Some of the features of Scala that are shown here
  • Easy Java library interop. See use of CountDownLatch, Days, File.
  • Good old fashioned casting if you really need it. See asInstanceOf.
  • No semicolons
  • No need to use () for a function declaration with no parameters or a call to ut. See TimeSeries.getSummary(). (brackets recommended if there are side effects)
  • Type declarations are unnecessary except in method parameters, but can be declared explicityly if it aids readability. See _adjDictionary.
  • Named and default parameters. See WebClientConnections
  • Much less boilerplate with "case" classes providing automatic constructors, fields, toString, equals, hashcode. See Event, Summary, TimeSeries
  • Joda time wrapper so you can say "today - 3.years"
  • Pattern matching assignment "val ((ticker,name),cevent,summaries,i) = bigTuple" in downloadStringCompleted
  • "using" block for automatic resource closing. In the main method, the "using(new WebClientConnections(" block will close down the WebClientConnections thread pool at the end of the block. This is very similar to the C# "using" code.
  • local "implicit" function definitions allowing you to effectively add methods to existing classes in a tightly controlled and scoped way. (see def iterableWithSumAndAverage)
  • Pattern matching, switch on steroids. See todayPrice().
  • Use of powerful list manipulation functions, such as Iterator.iterate, takeWhile to replace traditional state based loops. See iterate/dropWhile examples in stdDev() and in main(): drop, map, filter, sortWith, take. See the infamous foldLeft example at work in the sum function.

3 comments:

Daniel said...

Coming at it from the opposite direction, I'd say that, seeing how close the C# and Scala code are shows how much C# outclasses Java. :-)

And, the sad thing is... really. :-(

This Statement Is False said...

I have a few suggestions to make the Scala code more convenient:

you can add this implicit definition to convert 0 to Some(0):

implicit def double2Opt(d: Double) = Some(d)

lets this work:

summaries(i) = Summary(ticker,name,"ERROR","ERROR",0,0,0,0,0,0,0,0)

instead of this:

summaries(i) = Summary(ticker,name,"ERROR","ERROR",Some(0),Some(0),Some(0),Some(0),Some(0),0,0,0)


Also, you can use collect with Options for more convenient conversions, so you can say this:

getPrice(DateTime.now) collect {(price,_) => price} getOrElse 0.0

intead of this:

getPrice(DateTime.now) match {
case None => 0.0
case Some((price,_)) => price
}


That's what stood out at me, right off.
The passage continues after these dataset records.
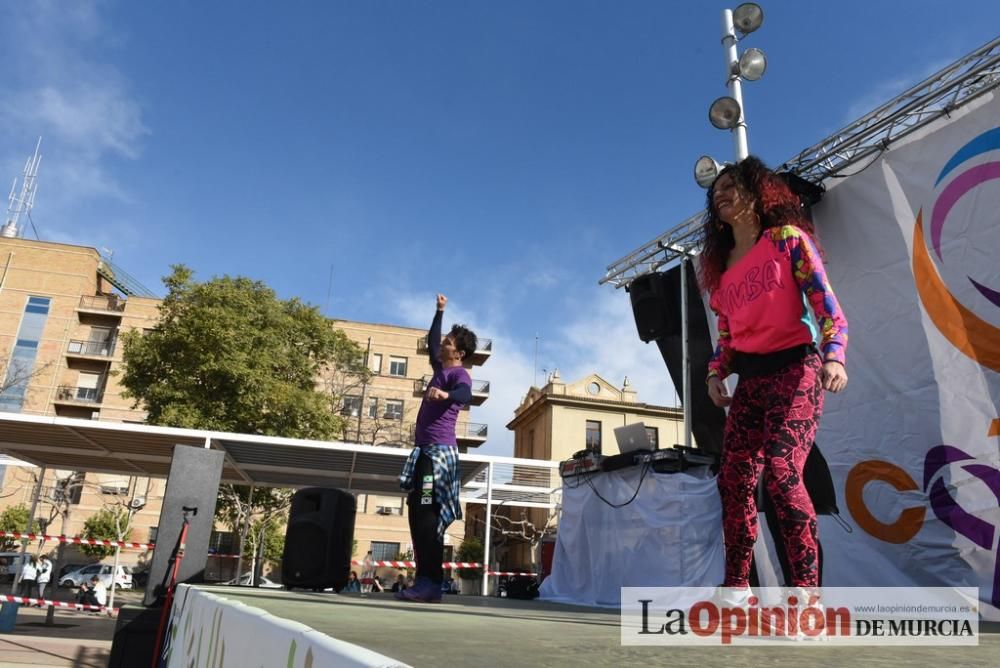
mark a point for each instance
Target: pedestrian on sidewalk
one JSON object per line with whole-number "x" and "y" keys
{"x": 29, "y": 577}
{"x": 44, "y": 576}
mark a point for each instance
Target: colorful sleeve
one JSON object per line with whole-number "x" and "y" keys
{"x": 720, "y": 363}
{"x": 811, "y": 277}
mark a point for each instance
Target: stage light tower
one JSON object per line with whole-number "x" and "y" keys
{"x": 727, "y": 112}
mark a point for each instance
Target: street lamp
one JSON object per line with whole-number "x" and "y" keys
{"x": 727, "y": 113}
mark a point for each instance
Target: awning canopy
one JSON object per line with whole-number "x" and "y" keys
{"x": 264, "y": 461}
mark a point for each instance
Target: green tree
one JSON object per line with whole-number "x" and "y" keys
{"x": 273, "y": 534}
{"x": 14, "y": 518}
{"x": 105, "y": 524}
{"x": 229, "y": 355}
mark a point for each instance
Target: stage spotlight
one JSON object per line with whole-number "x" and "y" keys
{"x": 748, "y": 17}
{"x": 705, "y": 171}
{"x": 752, "y": 64}
{"x": 725, "y": 113}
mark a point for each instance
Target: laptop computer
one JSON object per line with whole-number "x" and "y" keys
{"x": 633, "y": 437}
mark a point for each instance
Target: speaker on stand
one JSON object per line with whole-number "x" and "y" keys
{"x": 319, "y": 540}
{"x": 656, "y": 305}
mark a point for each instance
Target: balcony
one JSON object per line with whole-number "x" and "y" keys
{"x": 480, "y": 389}
{"x": 484, "y": 349}
{"x": 102, "y": 350}
{"x": 102, "y": 305}
{"x": 78, "y": 396}
{"x": 471, "y": 434}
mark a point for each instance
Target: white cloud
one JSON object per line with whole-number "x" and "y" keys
{"x": 889, "y": 89}
{"x": 600, "y": 339}
{"x": 59, "y": 88}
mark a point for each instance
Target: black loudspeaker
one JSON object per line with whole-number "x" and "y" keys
{"x": 319, "y": 539}
{"x": 708, "y": 421}
{"x": 135, "y": 637}
{"x": 655, "y": 306}
{"x": 193, "y": 484}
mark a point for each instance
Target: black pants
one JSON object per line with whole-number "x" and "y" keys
{"x": 427, "y": 548}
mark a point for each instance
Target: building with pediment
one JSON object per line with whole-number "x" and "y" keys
{"x": 554, "y": 422}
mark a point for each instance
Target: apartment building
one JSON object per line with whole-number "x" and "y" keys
{"x": 556, "y": 421}
{"x": 63, "y": 309}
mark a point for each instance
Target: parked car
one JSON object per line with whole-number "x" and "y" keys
{"x": 140, "y": 576}
{"x": 244, "y": 581}
{"x": 10, "y": 564}
{"x": 69, "y": 568}
{"x": 123, "y": 579}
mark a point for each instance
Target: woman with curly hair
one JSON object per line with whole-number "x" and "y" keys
{"x": 762, "y": 266}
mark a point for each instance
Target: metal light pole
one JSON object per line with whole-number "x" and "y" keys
{"x": 726, "y": 113}
{"x": 734, "y": 83}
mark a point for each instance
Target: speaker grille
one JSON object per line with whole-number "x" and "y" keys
{"x": 305, "y": 552}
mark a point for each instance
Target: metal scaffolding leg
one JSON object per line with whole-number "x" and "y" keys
{"x": 16, "y": 582}
{"x": 489, "y": 523}
{"x": 243, "y": 536}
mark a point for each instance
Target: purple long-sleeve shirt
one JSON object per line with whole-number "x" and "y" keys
{"x": 436, "y": 419}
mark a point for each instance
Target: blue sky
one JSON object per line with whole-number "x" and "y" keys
{"x": 500, "y": 152}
C#'s autoboxing of optional values is more convenient than using Some(X) all over the place and I thought an implicit def would to the trick nicely for Scala.

TimA said...

Thanks for the suggestion Bill, that looks great. (Sorry it took so long to show your comment, I am not getting notifications by email from blogger - not sure why. Will investigate).